Reporter: Dina Mirayanti Hutauruk | Editor: Noverius Laoli
KONTAN.CO.ID - JAKARTA. Pemerintah diminta menggandeng Komisi Pemberantasan Korupsi (KPK) untuk mencegah kebocoran penerimaan cukai dari industri hasil tembakau (IHT) yang bernilai triliunan. KPK dinilai dapat memberikan rekomendasi sebagai bahan pertimbangan pemerintah dalam mengevaluasi kebijakan tarif cukai rokok.
Pada 2015 pendapatan negara dari cukai tembakau mencapai Rp139,5 triliun. Kemudian pada 2016 meningkat menjadi Rp141,7 riliun. Lalu pada 2017 menjadi Rp149,9 triliun dan pada 2018 menembus Rp153 triliun. Tahun ini ditargetkan sebesar Rp 171,9 triliun.
Baca Juga: Gudang Garam (GGRM) Tertolong Rokok Murah
Direktur Advokasi Pusat Kajian Anti Korupsi Universitas Gadjah Mada (Pukat UGM) Oce Madril menyatakan, KPK bisa memberikan rekomendasi jika berdasarkan kajian ditemukan adanya sistem yang berpotensi merugikan negara.
“KPK bisa merekomendasikan agar kebijakannya dicabut atau direvisi atau mungkin merekomendasikan dibuat kebijakan baru. Eksekusinya tetap di pemerintah dengan melibatkan partisipasi semua pihak,” kata Oce dalam keterangan resminya dikutip Rabu (28/8).

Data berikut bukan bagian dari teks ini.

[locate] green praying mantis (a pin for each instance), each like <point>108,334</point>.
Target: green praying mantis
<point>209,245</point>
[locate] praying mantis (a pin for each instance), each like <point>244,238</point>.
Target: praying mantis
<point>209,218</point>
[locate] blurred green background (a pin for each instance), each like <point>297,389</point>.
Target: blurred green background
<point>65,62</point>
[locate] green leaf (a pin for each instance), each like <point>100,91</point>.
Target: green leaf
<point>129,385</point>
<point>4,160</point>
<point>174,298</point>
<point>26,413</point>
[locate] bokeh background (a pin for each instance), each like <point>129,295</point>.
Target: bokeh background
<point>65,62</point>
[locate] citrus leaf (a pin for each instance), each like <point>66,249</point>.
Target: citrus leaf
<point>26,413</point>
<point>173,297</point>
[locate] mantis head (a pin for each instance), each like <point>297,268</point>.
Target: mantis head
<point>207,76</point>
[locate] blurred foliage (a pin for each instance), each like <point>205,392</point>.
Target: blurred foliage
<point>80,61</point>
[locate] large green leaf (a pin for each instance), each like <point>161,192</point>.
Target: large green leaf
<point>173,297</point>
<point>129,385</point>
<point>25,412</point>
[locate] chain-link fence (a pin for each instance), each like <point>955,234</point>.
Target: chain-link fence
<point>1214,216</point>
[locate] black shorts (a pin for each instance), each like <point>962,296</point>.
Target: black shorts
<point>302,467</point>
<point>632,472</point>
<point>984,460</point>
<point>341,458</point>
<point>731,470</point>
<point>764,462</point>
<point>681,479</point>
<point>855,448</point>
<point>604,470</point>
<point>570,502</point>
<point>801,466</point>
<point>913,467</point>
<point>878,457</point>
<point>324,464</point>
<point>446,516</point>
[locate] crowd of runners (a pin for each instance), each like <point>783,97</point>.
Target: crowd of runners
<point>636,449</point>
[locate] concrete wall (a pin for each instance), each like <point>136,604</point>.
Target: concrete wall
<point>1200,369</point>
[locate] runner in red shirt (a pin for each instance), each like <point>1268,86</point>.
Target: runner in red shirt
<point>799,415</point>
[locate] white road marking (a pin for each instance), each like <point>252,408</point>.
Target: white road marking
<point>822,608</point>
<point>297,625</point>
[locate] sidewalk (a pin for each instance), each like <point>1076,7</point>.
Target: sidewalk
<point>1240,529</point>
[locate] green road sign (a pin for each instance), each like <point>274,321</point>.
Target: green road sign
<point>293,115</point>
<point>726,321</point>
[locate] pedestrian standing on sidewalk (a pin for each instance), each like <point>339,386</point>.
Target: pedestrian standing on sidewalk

Oce menjelaskan, pemerintah harus menerapkan aturan secara konsisten. Pemerintah harus menutup setiap peluang kecurangan, salah satunya dengan menghapus berbagai area abu-abu yang bisa dimanfaatkan pihak tertentu.
Kecurangan tersebut, misalnya, terkait permainan pabrikan rokok dalam hal struktur tarif cukai.
Salah satu kebijakan yang dalam beberapa bulan terakhir menjadi polemik adalah sistem tarif cukai rokok yang kini sedang digodok Kementerian Keuangan. Salah satunya terkait batasan produksi sigaret kretek mesin (SKM) dan sigaret putih mesin (SPM).
Kebijakan ini diduga memiliki celah yang bisa dimanfaatkan pabrikan besar asing agar membayar tarif cukai rokok lebih murah.
Batasan produksi SKM dan SPM sebelumnya diatur Peraturan Menteri Keuangan (PMK) 146/2017 tentang Tarif Cukai Hasil Tembakau. Dalam peraturan tersebut, setiap perusahaan rokok yang secara total memproduksi tiga miliar batang SKM dan SPM harus membayar tarif cukai tertinggi (golongan I) di masing-masing golongan.
Baca Juga: Asing Jual Saham Rokok, Kapitalisasi Pasar HMSP dan GGRM Anjlok premium
Ketentuan itu kemudian dihapus saat Kementerian Keuangan merevisi tarif cukai tahun lalu dengan menerbitkan PMK Nomor 156/2018. Akibatnya, perusahaan besar asing punya peluang membayar tarif cukai rokok lebih rendah, meskipun jika ditotal produksi SKM dan SPM mereka melampaui tiga miliar batang.